La soluzione passa per la riduzione della domanda e l’aumento della capacità di importare gas naturale liquefatto (Gnl) per accedere a un mercato molto più vasto di quello attuale, ma secondo il presidente di Nomisma Energia Davide Tabarelli non è solo una questione di costruire infrastrutture: quello che serve all’Italia, e in diversa misura ai paesi europei, è una presa di coscienza più consapevole del ruolo dell’energia nello sviluppo. “Se siamo finiti nella trappola russa è anche perché abbiamo pensato che nel lungo periodo avremmo potuto fare a meno delle fonti fossili, e quindi anche del gas, aspettando di compiere un’ipotetica transizione verso le rinnovabili” dice al Foglio Tabarelli. “Il mondo è pieno di metano, una fonte che sarà centrale nello sviluppo economico dell’Unione europea. Per riuscirci però serve  una presa di coscienza che ancora non si vede. Portare avanti la diversificazione degli approvvigionamenti energetici prevede un aumento dell’uso delle rinnovabili, ma anche riattivare centrali a carbone e tenere in vita le centrali nucleari, come ha fatto la Germania”.

 

Tabarelli infatti ritiene che se in Italia si iniziasse a costruire infrastrutture con la stessa velocità e determinazione dei paesi del Nord Europa, si potrebbe guardare al futuro con molto più ottimismo. “Ci vuol del tempo, ma il gas rimane un pilastro del futuro dell’energia globale, anche perché il metano è centrale nella produzione dell’idrogeno”. 

 

L’Italia invece sembra essersi appoggiata alle nuove sicurezze delle forniture dall’Algeria e dall’Azerbaigian e, pur aumentando le importazioni di Gnl, tarda nel prendere le decisioni più scomode e rimane prigioniera delle logiche delle amministrazioni locali senza aver dato realmente inizio a una revisione del suo sistema di importazione e distribuzione interna del gas che tenga conto dell’entità della sfida da affrontare nei prossimi anni. “Dobbiamo tenere conto della strozzatura in centro Italia nel sistema di trasporto che permette al gas che arriva a Sud di raggiungere il Nord, dove ci sono più abitanti e impianti industriali”. Pertanto, è necessario costruire gasdotti oltre che impianti di rigassificazione. “L’Italia ha tre rigassificatori e bisogno di averne almeno altri tre.
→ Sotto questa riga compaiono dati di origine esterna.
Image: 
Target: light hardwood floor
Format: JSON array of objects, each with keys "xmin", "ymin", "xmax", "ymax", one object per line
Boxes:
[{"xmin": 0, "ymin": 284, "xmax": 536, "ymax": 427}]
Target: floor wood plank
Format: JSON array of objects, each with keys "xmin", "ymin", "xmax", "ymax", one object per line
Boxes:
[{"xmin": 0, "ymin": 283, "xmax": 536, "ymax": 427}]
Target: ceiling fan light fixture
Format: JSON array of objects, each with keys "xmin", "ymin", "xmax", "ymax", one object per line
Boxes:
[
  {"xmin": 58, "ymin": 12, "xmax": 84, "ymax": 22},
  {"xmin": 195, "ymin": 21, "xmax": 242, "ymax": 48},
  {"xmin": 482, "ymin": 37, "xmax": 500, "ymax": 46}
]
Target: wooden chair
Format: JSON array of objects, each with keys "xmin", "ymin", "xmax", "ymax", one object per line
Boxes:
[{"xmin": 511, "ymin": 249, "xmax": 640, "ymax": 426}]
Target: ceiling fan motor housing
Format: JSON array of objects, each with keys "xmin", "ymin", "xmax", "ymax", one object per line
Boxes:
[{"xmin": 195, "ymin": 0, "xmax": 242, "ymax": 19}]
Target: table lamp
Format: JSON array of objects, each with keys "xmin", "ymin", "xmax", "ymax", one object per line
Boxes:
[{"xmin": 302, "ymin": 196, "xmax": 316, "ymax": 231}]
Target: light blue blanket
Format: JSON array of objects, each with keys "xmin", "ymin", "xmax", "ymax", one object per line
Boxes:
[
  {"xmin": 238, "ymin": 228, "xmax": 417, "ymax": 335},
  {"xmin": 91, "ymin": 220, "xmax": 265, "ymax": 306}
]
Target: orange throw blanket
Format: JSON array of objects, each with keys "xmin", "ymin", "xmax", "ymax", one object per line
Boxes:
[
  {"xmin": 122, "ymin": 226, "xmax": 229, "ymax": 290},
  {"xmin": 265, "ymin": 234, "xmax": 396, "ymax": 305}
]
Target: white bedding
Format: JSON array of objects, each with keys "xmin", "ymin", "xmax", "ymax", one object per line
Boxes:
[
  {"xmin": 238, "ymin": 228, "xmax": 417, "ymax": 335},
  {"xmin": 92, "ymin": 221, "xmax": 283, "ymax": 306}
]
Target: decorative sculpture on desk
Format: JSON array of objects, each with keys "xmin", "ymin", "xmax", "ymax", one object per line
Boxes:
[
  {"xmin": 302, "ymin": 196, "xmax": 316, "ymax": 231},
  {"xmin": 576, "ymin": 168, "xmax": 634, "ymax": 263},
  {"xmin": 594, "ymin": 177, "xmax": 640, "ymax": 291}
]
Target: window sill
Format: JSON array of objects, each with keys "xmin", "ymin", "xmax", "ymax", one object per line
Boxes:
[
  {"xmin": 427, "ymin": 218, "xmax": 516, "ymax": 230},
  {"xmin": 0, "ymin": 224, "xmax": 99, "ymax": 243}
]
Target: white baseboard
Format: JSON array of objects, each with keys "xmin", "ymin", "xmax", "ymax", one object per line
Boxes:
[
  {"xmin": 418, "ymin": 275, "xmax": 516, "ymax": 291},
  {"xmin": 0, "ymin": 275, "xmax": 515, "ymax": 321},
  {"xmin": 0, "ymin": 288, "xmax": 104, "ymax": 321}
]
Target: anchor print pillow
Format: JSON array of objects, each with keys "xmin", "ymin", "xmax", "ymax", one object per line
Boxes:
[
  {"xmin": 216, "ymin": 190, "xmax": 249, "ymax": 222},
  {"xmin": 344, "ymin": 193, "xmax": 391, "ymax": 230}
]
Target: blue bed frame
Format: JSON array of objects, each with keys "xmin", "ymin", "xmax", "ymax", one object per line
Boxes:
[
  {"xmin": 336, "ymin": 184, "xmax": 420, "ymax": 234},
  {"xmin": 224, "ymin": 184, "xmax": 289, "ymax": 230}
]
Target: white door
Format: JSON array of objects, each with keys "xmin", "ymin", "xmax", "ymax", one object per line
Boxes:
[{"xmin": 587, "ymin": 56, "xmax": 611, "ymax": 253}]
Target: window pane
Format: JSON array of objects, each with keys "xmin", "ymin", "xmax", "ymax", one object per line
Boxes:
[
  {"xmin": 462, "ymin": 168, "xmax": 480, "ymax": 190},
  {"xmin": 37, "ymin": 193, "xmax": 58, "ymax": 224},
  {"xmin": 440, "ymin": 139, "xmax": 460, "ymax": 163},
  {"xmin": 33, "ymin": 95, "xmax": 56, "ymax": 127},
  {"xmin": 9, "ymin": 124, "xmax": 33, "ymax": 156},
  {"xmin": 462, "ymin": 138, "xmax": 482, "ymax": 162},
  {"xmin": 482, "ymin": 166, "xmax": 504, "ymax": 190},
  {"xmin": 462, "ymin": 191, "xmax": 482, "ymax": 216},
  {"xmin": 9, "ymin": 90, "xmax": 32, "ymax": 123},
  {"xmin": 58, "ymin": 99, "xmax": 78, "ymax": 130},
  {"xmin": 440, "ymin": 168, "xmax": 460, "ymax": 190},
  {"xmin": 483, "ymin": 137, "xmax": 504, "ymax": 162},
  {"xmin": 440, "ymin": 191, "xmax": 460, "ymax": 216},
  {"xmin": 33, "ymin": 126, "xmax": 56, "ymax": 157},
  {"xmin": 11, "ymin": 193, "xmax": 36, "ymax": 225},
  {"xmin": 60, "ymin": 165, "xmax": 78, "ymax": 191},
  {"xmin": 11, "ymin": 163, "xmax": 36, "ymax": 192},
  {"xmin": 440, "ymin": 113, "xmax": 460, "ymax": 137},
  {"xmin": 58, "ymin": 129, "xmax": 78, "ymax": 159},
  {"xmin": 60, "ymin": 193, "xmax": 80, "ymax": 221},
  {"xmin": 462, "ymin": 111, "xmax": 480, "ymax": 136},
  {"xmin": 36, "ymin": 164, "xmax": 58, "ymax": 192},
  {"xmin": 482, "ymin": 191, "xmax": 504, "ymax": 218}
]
Se il governo decide che Piombino non va bene trovi l’alternativa, ma l’importante è prendere subito una decisione”.

 

Prima della guerra l’Italia importava circa il 40 per cento del suo gas dai giacimenti russi. Dieci mesi dopo, la Russia è stata sostituita dall’Algeria come primo fornitore, insieme ad altri paesi come l’Azerbaigian. Secondo i dati di Snam l’aumento nel mix di importazioni del Gnl ha contributo portando a pieno regime i tre rigassificatori esistenti. Panigaglia, Livorno e Rovigo. Nel periodo che va da gennaio al 13 dicembre il totale del Gnl importato ha raggiunto i 13,3 miliardi metri cubi, un aumento notevole rispetto ai 9,8 miliardi del 2021. Le forniture sono arrivate principalmente da Stati Uniti, Qatar, Algeria, Trinidad e Tobago, Guinea Equatoriale, Norvegia, Egitto e Nigeria. 

 

Per il 2023 sono previste una serie di nuove forniture per ridurre ulteriormente i flussi dalla Russia fino ad azzerarli. In base agli accordi stretti dal governo di Mario Draghi dovrebbero giungere nuove forniture di Gnl dal Congo. Eni si aspetta fino a 9 miliardi di metri cubi l’anno, ma per portare a pieno regime il sistema è necessaria l’entrata in funzione di almeno altre due unità di rigassificazione: Ravenna e Piombino.